La delegittimazione delle Ong è il risultato di una politica che come priorità ha quella di tenere fuori dai confini europei i migranti, politica confermata in questi giorni dalla rinuncia della Commissione europea a procedere alla riforma del diritto d’asilo. Come si colloca il ruolo del Comitato in questo quadro politico?
“La costituzione del Comitato è dichiaratamente un atto difensivo. Questa affermazione non appaia minimalista, semplicemente essa nasce dalla consapevolezza della difficoltà massima in cui è oggi il soccorso in mare: 6 imbarcazioni delle Ong stanno in fermo amministrativo per ragioni capziose e formalismo eccessivo e ci vorranno tempi lunghissimi per sbloccarlo.
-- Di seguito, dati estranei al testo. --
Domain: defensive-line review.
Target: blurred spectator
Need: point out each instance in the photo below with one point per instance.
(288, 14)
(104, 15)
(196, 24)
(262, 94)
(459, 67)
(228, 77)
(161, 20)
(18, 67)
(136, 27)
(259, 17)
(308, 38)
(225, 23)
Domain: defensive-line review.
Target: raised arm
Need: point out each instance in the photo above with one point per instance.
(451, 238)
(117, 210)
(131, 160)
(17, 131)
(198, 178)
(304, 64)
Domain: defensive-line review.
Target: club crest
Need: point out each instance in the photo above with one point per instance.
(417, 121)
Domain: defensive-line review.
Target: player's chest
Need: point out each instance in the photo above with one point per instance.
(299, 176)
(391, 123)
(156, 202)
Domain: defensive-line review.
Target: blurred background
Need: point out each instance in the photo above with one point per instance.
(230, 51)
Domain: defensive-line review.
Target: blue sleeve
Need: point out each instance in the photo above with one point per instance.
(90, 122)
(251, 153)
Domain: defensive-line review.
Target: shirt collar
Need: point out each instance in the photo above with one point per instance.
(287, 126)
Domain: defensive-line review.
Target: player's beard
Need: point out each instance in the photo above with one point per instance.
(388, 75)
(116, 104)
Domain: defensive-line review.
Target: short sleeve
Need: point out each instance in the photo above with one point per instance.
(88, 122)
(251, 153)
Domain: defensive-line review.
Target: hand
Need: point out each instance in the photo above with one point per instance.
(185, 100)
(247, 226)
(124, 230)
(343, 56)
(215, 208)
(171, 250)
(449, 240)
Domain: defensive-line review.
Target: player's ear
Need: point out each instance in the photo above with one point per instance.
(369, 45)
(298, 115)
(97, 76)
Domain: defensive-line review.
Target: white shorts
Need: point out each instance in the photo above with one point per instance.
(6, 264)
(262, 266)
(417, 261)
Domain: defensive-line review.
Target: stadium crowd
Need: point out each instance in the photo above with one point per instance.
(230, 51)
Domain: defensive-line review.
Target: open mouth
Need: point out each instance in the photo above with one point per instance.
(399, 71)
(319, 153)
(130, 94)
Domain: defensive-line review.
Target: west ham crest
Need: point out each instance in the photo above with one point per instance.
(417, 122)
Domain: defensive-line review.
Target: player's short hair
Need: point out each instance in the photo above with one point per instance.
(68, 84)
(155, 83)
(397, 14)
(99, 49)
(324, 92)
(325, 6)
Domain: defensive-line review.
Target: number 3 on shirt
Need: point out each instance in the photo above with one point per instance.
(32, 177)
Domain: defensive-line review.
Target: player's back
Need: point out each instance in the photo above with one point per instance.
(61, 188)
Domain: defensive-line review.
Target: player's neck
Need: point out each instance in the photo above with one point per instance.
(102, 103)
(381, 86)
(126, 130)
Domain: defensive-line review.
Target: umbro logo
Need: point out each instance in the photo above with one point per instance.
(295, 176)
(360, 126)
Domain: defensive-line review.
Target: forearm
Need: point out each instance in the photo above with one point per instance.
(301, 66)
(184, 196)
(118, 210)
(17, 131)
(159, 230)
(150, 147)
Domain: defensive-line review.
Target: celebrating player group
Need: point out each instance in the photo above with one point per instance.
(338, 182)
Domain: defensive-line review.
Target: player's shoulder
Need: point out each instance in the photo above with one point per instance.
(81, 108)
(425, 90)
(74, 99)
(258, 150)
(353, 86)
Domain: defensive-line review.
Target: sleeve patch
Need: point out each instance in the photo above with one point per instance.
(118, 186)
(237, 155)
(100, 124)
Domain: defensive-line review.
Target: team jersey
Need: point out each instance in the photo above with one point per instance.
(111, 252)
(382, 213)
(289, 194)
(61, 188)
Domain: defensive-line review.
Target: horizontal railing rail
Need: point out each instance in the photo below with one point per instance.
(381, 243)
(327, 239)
La conseguenza è che il Mediterraneo è ora totalmente sguarnito di presidi di soccorso; la cosiddetta Guardia costiera libica sembra essere passata sotto la direzione di militari turchi, presenti proprio sulle motovedette; fatto che conferma la determinazione della Turchia a controllare i flussi migratori e a farne arma di ricatto nei confronti della UE; già è successo con i profughi siriani e ora si dispone a farlo con l’Italia. Contemporaneamente le Ong sono bloccate, vittime di criminalizzazione, quasi fossero complici della tratta di migranti.
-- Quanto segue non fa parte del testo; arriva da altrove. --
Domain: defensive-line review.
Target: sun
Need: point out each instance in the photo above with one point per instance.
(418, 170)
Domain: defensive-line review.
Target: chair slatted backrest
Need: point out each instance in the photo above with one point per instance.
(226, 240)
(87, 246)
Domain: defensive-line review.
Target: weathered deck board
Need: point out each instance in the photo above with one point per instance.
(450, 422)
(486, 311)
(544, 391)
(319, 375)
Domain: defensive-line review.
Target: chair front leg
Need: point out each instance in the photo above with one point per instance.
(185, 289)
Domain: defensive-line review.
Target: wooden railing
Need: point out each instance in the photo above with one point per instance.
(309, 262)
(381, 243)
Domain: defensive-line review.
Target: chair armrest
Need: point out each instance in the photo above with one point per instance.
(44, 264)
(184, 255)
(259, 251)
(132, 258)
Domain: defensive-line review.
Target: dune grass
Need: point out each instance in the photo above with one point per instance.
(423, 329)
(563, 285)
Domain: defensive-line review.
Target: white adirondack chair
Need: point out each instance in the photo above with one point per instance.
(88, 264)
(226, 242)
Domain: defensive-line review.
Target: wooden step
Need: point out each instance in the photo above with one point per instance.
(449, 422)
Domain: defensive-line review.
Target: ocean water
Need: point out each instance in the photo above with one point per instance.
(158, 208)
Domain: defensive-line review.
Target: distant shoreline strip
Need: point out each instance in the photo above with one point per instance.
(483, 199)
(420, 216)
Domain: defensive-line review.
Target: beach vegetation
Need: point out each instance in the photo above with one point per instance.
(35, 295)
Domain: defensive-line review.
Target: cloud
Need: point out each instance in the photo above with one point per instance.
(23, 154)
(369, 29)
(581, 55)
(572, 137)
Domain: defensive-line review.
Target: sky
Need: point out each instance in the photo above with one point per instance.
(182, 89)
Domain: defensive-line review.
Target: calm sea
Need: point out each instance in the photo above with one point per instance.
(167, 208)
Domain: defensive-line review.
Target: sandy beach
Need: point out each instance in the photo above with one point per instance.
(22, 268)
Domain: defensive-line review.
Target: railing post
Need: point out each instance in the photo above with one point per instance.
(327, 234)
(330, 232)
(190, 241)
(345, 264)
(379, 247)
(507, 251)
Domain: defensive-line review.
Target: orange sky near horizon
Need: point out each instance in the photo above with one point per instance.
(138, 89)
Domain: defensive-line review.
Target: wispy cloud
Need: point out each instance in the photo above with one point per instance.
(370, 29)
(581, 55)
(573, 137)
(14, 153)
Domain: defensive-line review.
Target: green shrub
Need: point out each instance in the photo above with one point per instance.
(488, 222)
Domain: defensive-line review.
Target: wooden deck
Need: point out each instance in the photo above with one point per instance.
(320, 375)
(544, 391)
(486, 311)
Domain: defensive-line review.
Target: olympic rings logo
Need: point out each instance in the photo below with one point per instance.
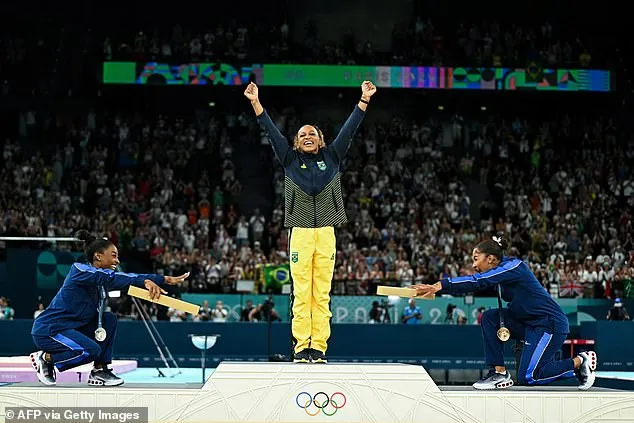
(326, 404)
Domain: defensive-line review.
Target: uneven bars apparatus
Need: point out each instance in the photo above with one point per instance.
(140, 293)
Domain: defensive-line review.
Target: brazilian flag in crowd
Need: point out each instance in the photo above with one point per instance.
(276, 275)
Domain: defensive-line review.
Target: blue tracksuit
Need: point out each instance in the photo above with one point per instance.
(66, 328)
(531, 316)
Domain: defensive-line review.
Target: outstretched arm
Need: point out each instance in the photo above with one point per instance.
(475, 282)
(114, 281)
(277, 140)
(341, 144)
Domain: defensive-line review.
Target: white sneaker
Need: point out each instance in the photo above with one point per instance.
(45, 371)
(494, 380)
(585, 373)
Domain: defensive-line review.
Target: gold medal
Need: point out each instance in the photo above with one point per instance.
(504, 334)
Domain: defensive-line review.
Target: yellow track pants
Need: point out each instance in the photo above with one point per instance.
(312, 262)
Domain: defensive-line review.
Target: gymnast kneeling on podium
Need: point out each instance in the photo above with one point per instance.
(75, 329)
(532, 316)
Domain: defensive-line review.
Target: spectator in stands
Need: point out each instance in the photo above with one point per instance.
(246, 312)
(412, 314)
(219, 313)
(618, 311)
(204, 314)
(6, 312)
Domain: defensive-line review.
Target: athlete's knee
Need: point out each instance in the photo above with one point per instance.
(109, 319)
(491, 317)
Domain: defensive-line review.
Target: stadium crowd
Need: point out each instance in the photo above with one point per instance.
(412, 216)
(165, 188)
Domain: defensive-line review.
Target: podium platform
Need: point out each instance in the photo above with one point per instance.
(287, 392)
La funzione del Comitato è quella di agire come lobby democratica, non solo per rafforzare nell’opinione pubblica il principio del soccorso ma, nell’immediato, per creare le condizioni favorevoli all’approvazione in Parlamento degli emendamenti, già presentati, al Decreto Immigrazione, volti a liberare le Ong da veti e interdizioni. Per questo il nostro primo atto è stata l’audizione alla Camera”.
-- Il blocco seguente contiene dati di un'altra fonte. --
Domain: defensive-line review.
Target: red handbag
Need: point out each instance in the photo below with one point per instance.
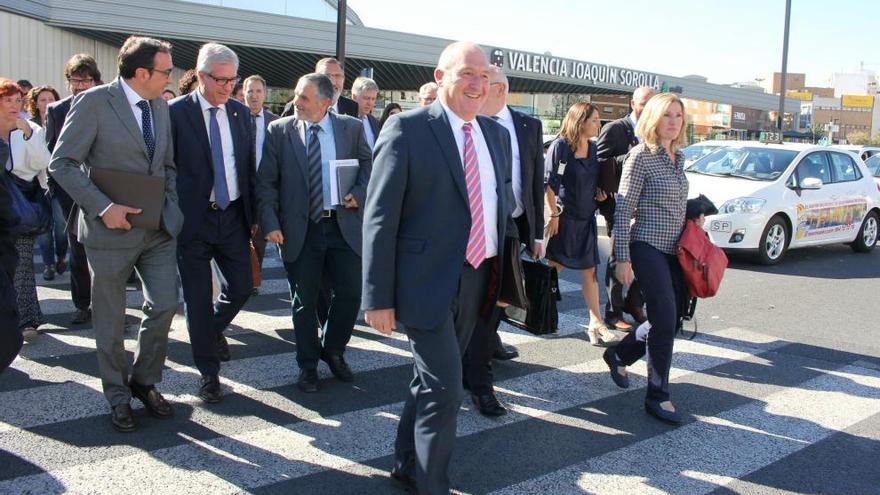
(702, 262)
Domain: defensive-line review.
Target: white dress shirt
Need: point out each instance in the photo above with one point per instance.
(368, 131)
(225, 141)
(506, 119)
(261, 135)
(488, 182)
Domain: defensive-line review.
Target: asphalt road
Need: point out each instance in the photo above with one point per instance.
(781, 389)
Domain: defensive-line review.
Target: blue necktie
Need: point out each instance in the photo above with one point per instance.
(316, 184)
(221, 191)
(147, 127)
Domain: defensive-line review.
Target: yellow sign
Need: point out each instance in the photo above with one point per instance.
(800, 95)
(857, 101)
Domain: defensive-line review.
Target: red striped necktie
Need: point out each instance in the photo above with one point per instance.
(476, 250)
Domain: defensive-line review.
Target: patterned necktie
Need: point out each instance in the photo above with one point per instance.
(316, 185)
(221, 190)
(476, 250)
(147, 127)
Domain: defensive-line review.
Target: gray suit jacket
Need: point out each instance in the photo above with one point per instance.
(283, 188)
(101, 132)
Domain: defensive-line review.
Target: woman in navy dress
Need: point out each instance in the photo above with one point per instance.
(572, 193)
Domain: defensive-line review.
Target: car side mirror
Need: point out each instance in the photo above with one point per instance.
(811, 183)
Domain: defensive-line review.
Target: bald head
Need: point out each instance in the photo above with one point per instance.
(462, 74)
(498, 87)
(640, 98)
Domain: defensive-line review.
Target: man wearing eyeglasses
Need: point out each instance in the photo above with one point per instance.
(124, 127)
(82, 73)
(214, 152)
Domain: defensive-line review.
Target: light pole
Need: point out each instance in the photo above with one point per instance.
(781, 115)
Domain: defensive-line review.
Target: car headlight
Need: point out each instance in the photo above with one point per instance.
(742, 205)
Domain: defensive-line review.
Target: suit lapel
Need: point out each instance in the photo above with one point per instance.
(120, 105)
(299, 147)
(442, 130)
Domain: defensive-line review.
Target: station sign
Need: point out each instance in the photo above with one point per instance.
(572, 69)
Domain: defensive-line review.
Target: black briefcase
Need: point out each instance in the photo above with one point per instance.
(542, 291)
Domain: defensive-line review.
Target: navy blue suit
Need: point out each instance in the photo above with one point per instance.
(416, 226)
(210, 233)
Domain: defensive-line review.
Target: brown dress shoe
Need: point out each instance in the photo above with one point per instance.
(153, 401)
(122, 418)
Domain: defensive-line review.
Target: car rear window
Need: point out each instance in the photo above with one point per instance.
(749, 163)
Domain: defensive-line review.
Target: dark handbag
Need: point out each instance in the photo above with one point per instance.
(542, 291)
(29, 201)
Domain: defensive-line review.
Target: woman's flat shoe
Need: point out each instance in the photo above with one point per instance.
(610, 357)
(601, 336)
(654, 409)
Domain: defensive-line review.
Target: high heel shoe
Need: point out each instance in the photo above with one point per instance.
(601, 336)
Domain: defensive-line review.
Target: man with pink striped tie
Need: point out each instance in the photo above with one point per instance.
(438, 202)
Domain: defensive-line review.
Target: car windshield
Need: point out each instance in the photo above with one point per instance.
(873, 164)
(696, 151)
(748, 163)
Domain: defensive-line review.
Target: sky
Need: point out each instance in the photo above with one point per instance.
(725, 41)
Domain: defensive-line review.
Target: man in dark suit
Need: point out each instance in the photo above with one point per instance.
(614, 143)
(255, 95)
(364, 91)
(82, 73)
(10, 337)
(214, 152)
(124, 126)
(333, 69)
(527, 174)
(318, 236)
(437, 208)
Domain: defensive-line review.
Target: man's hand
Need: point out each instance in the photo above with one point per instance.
(382, 320)
(114, 217)
(624, 273)
(275, 236)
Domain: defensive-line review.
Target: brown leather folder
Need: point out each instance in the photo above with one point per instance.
(146, 192)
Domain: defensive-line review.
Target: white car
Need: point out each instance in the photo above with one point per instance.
(775, 197)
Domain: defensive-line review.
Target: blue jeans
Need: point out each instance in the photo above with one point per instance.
(53, 244)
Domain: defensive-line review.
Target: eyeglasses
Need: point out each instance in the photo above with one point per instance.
(166, 72)
(223, 81)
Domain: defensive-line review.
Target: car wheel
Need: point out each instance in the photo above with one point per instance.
(774, 242)
(867, 238)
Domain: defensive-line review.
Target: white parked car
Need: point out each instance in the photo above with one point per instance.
(774, 197)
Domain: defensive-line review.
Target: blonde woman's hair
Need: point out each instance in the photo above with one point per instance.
(575, 119)
(649, 120)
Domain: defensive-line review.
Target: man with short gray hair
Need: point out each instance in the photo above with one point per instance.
(214, 152)
(317, 234)
(364, 91)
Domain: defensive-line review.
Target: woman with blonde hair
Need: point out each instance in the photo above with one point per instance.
(572, 194)
(653, 189)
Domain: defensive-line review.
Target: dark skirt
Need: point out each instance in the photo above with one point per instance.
(575, 245)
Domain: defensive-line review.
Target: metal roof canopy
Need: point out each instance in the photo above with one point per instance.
(282, 48)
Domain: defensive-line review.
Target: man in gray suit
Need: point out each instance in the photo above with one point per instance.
(437, 209)
(316, 235)
(124, 126)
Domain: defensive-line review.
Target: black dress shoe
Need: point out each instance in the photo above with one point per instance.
(488, 405)
(338, 367)
(122, 418)
(610, 357)
(153, 401)
(637, 313)
(308, 381)
(653, 408)
(210, 390)
(503, 353)
(81, 316)
(223, 348)
(404, 481)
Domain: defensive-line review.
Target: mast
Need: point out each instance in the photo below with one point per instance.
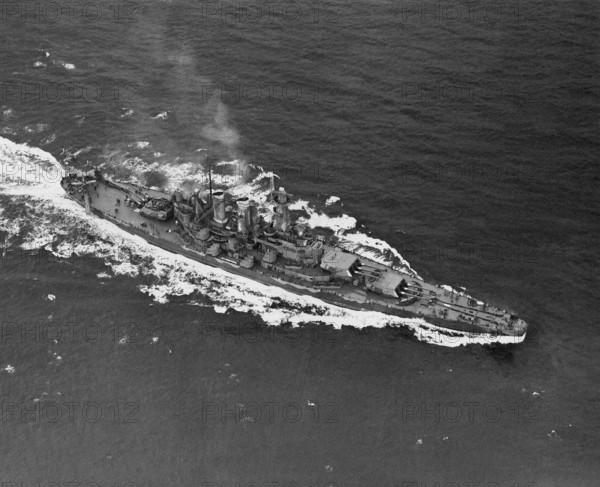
(209, 179)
Com’è stato possibile nelle nostre democrazie arrivare al punto di mettere in discussione uno dei principi inalienabili come il diritto alla vita e il mutuo soccorso?
“Progresso e diritti sono soggetti ai processi sociali: quando una crisi economica introduce smarrimento e insicurezza la reazione più immediata e diffusa è di chiusura, in virtù di un meccanismo elementare ma fatale, cioè l’introduzione della discriminazione che contrappone Noi a Loro. La tragedia del 3 ottobre 2013 in cui morirono 383 persone suscitò nell’opinione pubblica una reazione emotiva forte, ma già da 20 anni era in corso una strage di vite nel Mediterraneo, in 20 anni sono morte oltre 20.000 persone. Così ora la morte del piccolo Joseph scuote le coscienze, ma ci si dimentica dei naufragi che continuano da decenni. Indifferenza e chiusura si instaurano quando non consideriamo i migranti come noi”.
La destra ha avuto gioco facile a egemonizzare il discorso pubblico sul tema immigrazione per debolezza della sinistra?
“Non sono state opposte difese contro il dilagare di atteggiamenti di chiusura e ostilità nei confronti dei migranti. Però questi atteggiamenti non si combattono con nuove retoriche, ma con una politica colta e intelligente, capace di dare risposte alla crisi economica e sociale e di trovare obiettivi condivisi tra immigrati e residenti. La debolezza della sinistra è rispetto alla crisi economica piuttosto che all’egemonia della destra. Ma fare politica oggi è impresa difficilissima, la crisi economica e sociale va avanti perlomeno dal 2008 e la frattura tra partiti sinistra e popolo risale agli anni ’80”.